We can easily confirm the number of each unique value by the “value_counts()” method in Pandas. The first column is the unique values. The second column is the counted numbers of unique values.
f['RAD'].value_counts()
>> 24.0 132
>> 5.0 115
>> 4.0 110
>> 3.0 38
>> 6.0 26
>> 8.0 24
>> 2.0 24
>> 1.0 20
>> 7.0 17
>> Name: RAD, dtype: int64
It is important to check the data visually. It is easy to visualize the counted numbers of unique values for each column.
f['CHAS'].value_counts().plot.bar(title="CHAS")
f['RAD'].value_counts().plot.bar(title="RAD")
Correlation of Variables
Here, we confirm the correlation of variables. The correlation is so important because the higher correlation indicates the higher contribution basically. Conversely, you have the option of removing variables that contribute less. By dropping variables that contribute less, the risk of overfitting is reduced
We can easily calculate the correlation matrix between the variables(or columns) by the “corr()” function in Pandas.
f.corr()
CRIM ZN INDUS CHAS NOX RM AGE DIS RAD TAX PTRATIO B LSTAT PRICES
CRIM 1.000000 -0.200469 0.406583 -0.055892 0.420972 -0.219247 0.352734 -0.379670 0.625505 0.582764 0.289946 -0.385064 0.455621 -0.388305
ZN -0.200469 1.000000 -0.533828 -0.042697 -0.516604 0.311991 -0.569537 0.664408 -0.311948 -0.314563 -0.391679 0.175520 -0.412995 0.360445
INDUS 0.406583 -0.533828 1.000000 0.062938 0.763651 -0.391676 0.644779 -0.708027 0.595129 0.720760 0.383248 -0.356977 0.603800 -0.483725
CHAS -0.055892 -0.042697 0.062938 1.000000 0.091203 0.091251 0.086518 -0.099176 -0.007368 -0.035587 -0.121515 0.048788 -0.053929 0.175260
NOX 0.420972 -0.516604 0.763651 0.091203 1.000000 -0.302188 0.731470 -0.769230 0.611441 0.668023 0.188933 -0.380051 0.590879 -0.427321
RM -0.219247 0.311991 -0.391676 0.091251 -0.302188 1.000000 -0.240265 0.205246 -0.209847 -0.292048 -0.355501 0.128069 -0.613808 0.695360
AGE 0.352734 -0.569537 0.644779 0.086518 0.731470 -0.240265 1.000000 -0.747881 0.456022 0.506456 0.261515 -0.273534 0.602339 -0.376955
DIS -0.379670 0.664408 -0.708027 -0.099176 -0.769230 0.205246 -0.747881 1.000000 -0.494588 -0.534432 -0.232471 0.291512 -0.496996 0.249929
RAD 0.625505 -0.311948 0.595129 -0.007368 0.611441 -0.209847 0.456022 -0.494588 1.000000 0.910228 0.464741 -0.444413 0.488676 -0.381626
TAX 0.582764 -0.314563 0.720760 -0.035587 0.668023 -0.292048 0.506456 -0.534432 0.910228 1.000000 0.460853 -0.441808 0.543993 -0.468536
PTRATIO 0.289946 -0.391679 0.383248 -0.121515 0.188933 -0.355501 0.261515 -0.232471 0.464741 0.460853 1.000000 -0.177383 0.374044 -0.507787
B -0.385064 0.175520 -0.356977 0.048788 -0.380051 0.128069 -0.273534 0.291512 -0.444413 -0.441808 -0.177383 1.000000 -0.366087 0.333461
LSTAT 0.455621 -0.412995 0.603800 -0.053929 0.590879 -0.613808 0.602339 -0.496996 0.488676 0.543993 0.374044 -0.366087 1.000000 -0.737663
PRICES -0.388305 0.360445 -0.483725 0.175260 -0.427321 0.695360 -0.376955 0.249929 -0.381626 -0.468536 -0.507787 0.333461 -0.737663 1.000000
Like the above, it is easy to calculate the correlation matrix, however, it is difficult to grasp the tendency with simple numerical values.
In such a case, let’s utilize the heat map function included in “seaborn”, the library for plotting.
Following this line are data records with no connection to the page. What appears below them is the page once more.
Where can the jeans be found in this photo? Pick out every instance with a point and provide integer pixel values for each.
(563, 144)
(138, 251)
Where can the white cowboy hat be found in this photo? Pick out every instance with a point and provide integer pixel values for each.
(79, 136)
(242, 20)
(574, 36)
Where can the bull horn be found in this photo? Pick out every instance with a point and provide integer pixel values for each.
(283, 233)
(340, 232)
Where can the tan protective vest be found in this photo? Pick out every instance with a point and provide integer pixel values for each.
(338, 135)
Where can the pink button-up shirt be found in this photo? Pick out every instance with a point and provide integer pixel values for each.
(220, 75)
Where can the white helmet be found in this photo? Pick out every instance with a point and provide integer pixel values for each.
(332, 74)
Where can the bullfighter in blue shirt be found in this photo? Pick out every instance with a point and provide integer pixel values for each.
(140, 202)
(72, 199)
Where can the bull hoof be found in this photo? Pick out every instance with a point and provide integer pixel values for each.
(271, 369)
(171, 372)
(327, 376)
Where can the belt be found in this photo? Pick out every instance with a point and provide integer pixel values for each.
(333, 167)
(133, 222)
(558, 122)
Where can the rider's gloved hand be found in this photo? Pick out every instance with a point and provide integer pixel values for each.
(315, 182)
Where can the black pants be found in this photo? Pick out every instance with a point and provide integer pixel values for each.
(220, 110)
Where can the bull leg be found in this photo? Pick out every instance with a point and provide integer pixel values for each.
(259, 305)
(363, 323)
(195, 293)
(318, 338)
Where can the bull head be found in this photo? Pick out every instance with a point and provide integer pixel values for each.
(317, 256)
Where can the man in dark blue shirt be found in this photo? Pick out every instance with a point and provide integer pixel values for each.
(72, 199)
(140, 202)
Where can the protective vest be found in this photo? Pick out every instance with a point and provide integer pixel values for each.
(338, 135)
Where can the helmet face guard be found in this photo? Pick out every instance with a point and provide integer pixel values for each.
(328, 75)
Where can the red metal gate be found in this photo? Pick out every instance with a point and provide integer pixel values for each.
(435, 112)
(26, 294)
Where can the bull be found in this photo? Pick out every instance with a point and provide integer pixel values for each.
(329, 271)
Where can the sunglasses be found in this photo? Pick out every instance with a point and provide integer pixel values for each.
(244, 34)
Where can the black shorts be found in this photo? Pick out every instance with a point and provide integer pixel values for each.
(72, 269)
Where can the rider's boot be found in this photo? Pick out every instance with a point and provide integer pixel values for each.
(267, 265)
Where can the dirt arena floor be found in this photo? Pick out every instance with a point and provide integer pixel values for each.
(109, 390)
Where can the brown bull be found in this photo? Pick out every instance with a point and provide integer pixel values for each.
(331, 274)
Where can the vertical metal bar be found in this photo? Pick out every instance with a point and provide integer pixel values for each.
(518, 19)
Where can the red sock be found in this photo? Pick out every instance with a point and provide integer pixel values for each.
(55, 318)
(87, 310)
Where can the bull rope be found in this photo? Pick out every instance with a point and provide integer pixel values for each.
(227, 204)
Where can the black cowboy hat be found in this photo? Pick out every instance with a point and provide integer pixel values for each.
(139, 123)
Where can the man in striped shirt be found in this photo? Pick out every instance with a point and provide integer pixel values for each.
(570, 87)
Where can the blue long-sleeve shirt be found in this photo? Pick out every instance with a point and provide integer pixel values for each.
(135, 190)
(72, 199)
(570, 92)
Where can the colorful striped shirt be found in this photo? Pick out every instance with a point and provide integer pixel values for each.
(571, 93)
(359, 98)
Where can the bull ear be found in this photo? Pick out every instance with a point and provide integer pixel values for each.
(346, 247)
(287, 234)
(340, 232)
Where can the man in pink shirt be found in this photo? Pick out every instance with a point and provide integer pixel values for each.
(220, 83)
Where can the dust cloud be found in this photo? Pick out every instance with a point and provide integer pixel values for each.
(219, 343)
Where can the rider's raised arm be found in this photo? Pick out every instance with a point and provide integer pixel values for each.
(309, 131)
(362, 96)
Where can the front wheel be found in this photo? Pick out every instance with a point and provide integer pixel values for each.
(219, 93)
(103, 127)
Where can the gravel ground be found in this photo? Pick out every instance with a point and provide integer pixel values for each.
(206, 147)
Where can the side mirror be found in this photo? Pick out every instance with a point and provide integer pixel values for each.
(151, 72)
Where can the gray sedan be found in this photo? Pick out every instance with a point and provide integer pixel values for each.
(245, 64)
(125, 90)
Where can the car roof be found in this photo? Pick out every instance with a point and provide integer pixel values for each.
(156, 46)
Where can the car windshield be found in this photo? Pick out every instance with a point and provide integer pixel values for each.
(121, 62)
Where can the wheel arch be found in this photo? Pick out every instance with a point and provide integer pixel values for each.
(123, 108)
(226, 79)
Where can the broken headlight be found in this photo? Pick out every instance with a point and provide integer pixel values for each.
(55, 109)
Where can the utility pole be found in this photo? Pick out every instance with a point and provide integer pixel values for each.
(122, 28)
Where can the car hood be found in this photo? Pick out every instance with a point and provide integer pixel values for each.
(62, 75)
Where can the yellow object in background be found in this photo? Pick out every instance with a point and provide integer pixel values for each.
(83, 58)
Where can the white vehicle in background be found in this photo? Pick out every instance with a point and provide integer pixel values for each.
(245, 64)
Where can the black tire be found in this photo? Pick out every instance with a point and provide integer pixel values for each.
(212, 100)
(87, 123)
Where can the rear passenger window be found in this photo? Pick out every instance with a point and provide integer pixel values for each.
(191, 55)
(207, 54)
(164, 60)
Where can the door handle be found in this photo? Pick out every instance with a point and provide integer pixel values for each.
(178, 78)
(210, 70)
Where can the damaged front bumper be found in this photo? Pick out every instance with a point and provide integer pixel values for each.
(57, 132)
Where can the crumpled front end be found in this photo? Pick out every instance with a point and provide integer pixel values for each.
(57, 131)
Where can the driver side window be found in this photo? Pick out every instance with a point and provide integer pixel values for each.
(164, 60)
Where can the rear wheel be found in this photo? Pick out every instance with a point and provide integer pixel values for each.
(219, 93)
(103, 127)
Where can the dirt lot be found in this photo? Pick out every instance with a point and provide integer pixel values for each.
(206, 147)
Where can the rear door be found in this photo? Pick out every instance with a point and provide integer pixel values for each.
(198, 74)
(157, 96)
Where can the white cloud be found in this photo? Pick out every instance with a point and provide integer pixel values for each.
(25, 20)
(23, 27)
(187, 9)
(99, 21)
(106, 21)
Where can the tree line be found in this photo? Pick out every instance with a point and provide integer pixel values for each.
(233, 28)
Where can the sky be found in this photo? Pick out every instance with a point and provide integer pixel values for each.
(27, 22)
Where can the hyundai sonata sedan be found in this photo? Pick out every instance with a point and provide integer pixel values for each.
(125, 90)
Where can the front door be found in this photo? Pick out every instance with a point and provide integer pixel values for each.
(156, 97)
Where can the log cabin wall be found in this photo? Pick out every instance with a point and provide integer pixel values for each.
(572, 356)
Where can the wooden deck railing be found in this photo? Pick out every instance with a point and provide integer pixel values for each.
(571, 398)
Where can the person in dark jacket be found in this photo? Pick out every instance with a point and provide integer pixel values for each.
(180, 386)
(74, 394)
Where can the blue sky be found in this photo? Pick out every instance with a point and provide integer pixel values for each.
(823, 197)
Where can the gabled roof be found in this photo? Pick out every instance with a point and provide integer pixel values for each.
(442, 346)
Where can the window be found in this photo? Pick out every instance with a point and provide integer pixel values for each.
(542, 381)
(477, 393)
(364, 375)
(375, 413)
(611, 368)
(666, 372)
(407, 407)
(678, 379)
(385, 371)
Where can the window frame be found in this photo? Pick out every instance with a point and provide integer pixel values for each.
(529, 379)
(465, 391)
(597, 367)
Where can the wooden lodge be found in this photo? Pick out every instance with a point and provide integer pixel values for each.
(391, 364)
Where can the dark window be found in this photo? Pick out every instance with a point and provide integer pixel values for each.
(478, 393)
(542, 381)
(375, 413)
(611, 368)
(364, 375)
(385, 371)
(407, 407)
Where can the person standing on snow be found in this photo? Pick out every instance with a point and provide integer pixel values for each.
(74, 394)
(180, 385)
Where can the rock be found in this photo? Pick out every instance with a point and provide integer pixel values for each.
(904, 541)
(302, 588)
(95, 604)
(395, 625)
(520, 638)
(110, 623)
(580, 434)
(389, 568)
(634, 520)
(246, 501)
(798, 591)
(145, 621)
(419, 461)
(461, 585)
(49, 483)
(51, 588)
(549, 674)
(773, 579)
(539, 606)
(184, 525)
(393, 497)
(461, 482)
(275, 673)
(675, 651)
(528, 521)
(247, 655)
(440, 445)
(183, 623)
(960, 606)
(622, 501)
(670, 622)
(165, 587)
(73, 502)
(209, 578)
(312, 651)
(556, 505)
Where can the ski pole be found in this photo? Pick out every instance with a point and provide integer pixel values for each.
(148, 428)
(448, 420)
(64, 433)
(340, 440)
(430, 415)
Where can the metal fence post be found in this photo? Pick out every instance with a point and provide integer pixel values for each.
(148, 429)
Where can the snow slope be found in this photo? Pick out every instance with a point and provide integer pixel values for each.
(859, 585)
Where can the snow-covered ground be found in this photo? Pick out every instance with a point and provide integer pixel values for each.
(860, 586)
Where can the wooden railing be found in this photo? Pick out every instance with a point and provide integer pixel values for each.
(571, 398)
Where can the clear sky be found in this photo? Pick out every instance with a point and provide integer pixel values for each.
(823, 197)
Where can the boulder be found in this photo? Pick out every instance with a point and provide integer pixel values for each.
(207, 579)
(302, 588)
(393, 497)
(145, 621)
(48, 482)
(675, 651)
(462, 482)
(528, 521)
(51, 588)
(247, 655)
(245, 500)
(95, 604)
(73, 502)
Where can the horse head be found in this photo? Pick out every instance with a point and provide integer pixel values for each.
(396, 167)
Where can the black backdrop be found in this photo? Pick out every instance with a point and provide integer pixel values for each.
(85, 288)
Then, we can confirm the correlation visually.
Here, we focus on the relationship between “PRICES” – OTHER(“CRIM”, “ZN”, “INDUS”…etc). We can clearly see that “RM” and “LSTAT” are high correlated to “PRICES”.
Summary
So far we have seen how to perform EDA briefly. The purpose of EDA is to properly identify the nature of the dataset. Proper EDA can make it possible to explore the next step effectively, e.g. feature engineering and modeling methods.